2 Creation and use of the advisory list for self-classification

The Advisory list for self-classification of dangerous substances

2.1 The selected dangerous properties
2.2 The evaluated chemical substances
2.3 Test data
2.4 Reliability of (Q)SAR-predictions
2.5 Validation
2.6 Applicability domain
2.7 Application of the models
2.8 The result
2.9 How the self-classification list can help manufacturers and importers to comply with the classification duties

Following development of new and/or improved (Q)SAR-models the list of advisory self-classification of dangerous substances has been updated. This chapter of the report presents the methodology applied for this new version of the advisory list for self-classification of dangerous substances.

2.1 The selected dangerous properties

The following endpoints were addressed using (Q)SARs :

Mutagenicity
Carcinogenicity
Reproductive toxicity (possible harm to the unborn child)
Hazard to the aquatic environment

Two endpoints have not yet been updated in AL2009:

Acute oral toxicity
Sensitization by skin contact

(Q)SAR-predictions for these endpoints were used to assign the classifications listed in Table 1.

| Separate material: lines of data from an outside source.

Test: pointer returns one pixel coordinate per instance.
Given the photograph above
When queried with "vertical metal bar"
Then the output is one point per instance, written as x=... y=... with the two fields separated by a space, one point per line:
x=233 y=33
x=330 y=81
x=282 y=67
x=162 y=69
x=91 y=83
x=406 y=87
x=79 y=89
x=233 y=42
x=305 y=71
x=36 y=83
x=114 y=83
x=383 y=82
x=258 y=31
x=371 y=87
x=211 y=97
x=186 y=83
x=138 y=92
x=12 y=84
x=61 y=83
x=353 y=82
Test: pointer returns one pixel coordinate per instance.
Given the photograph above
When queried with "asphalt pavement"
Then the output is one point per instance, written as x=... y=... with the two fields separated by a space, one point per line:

Dangerous property	Classification	Wording of Classification
Mutagenicity	Mut3;R68	Mutagen, category 3; possible risk of irreversible effects
Carcinogenicity	Carc3;R40	Carcinogen, category 3; possible risk of irreversible effects
Reproductive toxicity	Repr3; R63	Reproductive toxicant, category 3, Possible risk of harm to the unborn child
Danger to the aquatic environment	N;R50	Dangerous for the environment; very toxic to aquatic organisms
	N;R50-53	Dangerous for the environment; very toxic to aquatic organisms, may cause long-terms adverse effects in the aquatic environment
	N;R51-53	Dangerous for the environment; toxic to aquatic organisms, may cause long-terms adverse effects in the aquatic environment
	N; R52-53	Harmful to aquatic organisms, may cause long-terms adverse effects in the aquatic environment

Table 1: Advisory classifications in AL2009

2.2 The evaluated chemical substances

The overall purpose of the current project was to evaluate as many chemical substances as possible with relevance to the existing regulation for chemicals within the EU.

Under REACH /1/ all chemicals with tonnages above 1 ton/year were pre-registered between June 1^st 2008 and December 1^st 2008. It would have been relevant to evaluate all chemicals in this inventory but at the time of preparation of AL2009 no official list existed.

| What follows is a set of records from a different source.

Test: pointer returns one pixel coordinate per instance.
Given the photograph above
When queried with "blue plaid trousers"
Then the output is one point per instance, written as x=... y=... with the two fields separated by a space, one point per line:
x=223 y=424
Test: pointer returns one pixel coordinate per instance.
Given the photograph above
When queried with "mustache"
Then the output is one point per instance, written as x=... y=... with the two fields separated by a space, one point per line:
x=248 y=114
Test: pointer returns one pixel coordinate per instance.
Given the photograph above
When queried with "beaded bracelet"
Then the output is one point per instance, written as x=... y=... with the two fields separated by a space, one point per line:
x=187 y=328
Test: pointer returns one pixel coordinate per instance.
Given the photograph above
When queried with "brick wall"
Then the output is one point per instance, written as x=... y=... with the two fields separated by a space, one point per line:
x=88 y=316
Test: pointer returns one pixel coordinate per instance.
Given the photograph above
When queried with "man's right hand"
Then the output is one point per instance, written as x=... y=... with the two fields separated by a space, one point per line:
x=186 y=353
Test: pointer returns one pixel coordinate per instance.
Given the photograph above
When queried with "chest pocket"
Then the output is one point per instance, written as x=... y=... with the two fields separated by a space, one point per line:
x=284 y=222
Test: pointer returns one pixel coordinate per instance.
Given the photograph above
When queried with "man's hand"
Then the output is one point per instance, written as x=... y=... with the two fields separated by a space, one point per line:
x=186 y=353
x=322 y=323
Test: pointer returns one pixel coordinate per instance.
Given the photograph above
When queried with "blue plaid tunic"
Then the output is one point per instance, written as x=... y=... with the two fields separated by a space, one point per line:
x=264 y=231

It was therefore decided to base this project on the EINECS list /3,4/. This list consists of 100,204 entries, covering organic and inorganic substances in both single substance entries (mono-constituent substances) and mixtures (multi-constituent substances and UVBCs).

The exercise was limited to cover "discrete organics," meaning that multi-constituent substances and UVCBs (Unknown, Variable Composition and Biologicals) were excluded for practical reasons – “if you don’t know what it is, you can’t model it”.

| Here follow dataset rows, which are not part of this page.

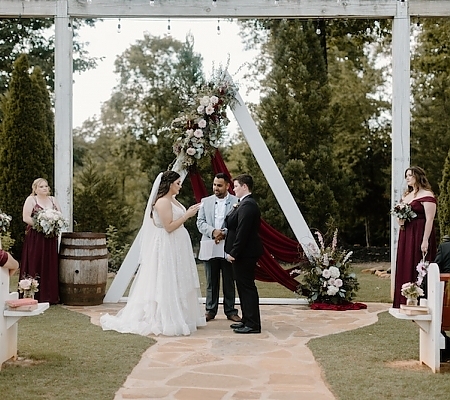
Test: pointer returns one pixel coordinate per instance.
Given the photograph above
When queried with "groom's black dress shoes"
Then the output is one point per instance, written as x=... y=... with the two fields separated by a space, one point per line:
x=234 y=317
x=246 y=329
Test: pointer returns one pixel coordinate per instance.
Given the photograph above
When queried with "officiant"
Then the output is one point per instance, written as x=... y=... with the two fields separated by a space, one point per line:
x=210 y=220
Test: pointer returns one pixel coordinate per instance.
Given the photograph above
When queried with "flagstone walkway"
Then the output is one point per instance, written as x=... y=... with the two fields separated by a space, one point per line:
x=216 y=363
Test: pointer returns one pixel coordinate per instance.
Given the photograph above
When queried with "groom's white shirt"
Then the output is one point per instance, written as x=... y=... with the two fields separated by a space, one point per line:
x=208 y=219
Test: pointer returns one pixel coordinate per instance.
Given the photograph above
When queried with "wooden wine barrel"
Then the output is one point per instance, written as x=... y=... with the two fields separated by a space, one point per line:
x=83 y=268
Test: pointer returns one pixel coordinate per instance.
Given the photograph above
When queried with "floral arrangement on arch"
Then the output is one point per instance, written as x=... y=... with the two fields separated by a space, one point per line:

Inorganic substances have likewise not been evaluated. These are usually better approached by simpler methods of evaluating the availability of the respective an- and cations with well-known hazard profiles. "Organo-metallics" have also been excluded as being poor candidates for modelling. As an error check, only such structural representations, which could be successfully converted to 3D were used /10/.

When it was possible using a CAS number comparison, all substances already classified on the list with formal EU harmonized classifications, Annex I of Directive 67/548/EEC (List of dangerous substances, /2/) were also removed. However, as there is no official overview of the substances covered by the group entries in Annex I, and because a chemical may have more than one CAS number, a few chemicals covered by Annex I may not have been removed from AL2009.

This resulted in a total of 49,292 discrete organic substances, or about half of all EINECS chemicals, which could be subjected to (Q)SAR based assessment.

2.3 Test data

For the vast majority of the assessed chemicals no test data were available. However, if test data were available as part of the (Q)SAR-model, this was generally used in preference to the estimates.

It is important to stress that no attempt was made to search published or unpublished databases for toxicological, ecotoxicological or environmental fate information to determine whether a (Q)SAR was necessary for any endpoint assesssed.

2.4 Reliability of (Q)SAR-predictions

The reliability of (Q)SAR-predictions depend on numerous parameters relating to the mathematical methods used, the number and precision of the underlying data used for developing the model and how suitable the model is for the particular substance.

In general the uncertainty of (Q)SARs is caused predominantly by two different reasons: a) the inherent variability of the input data used to establish the model (training set); and b) the uncertainty resulting from the fact that a model can only be a partial representation of reality (in other words does not model all possible mechanisms concerning a given endpoint and does not cover all types of chemicals). However, as a model averages the uncertainty over al chemicals, it is possible for an individual model estimate to be more accurate than an individual measurement /9/.

The reliability of (Q)SAR predictions can be described in many ways. Usually a range of parameters and concepts are used (see e.g. /9/ for a more extensive review). These concepts may not be known by all readers. Annex 1 contains descriptions of the concepts applied in this report.

2.5 Validation

Validation is a trial of the model performance for a set of substances independent of the training set, but within the domain of the model. The model predictions for these substances are compared with measured endpoints for the substances in order to establish the predictivity of the model.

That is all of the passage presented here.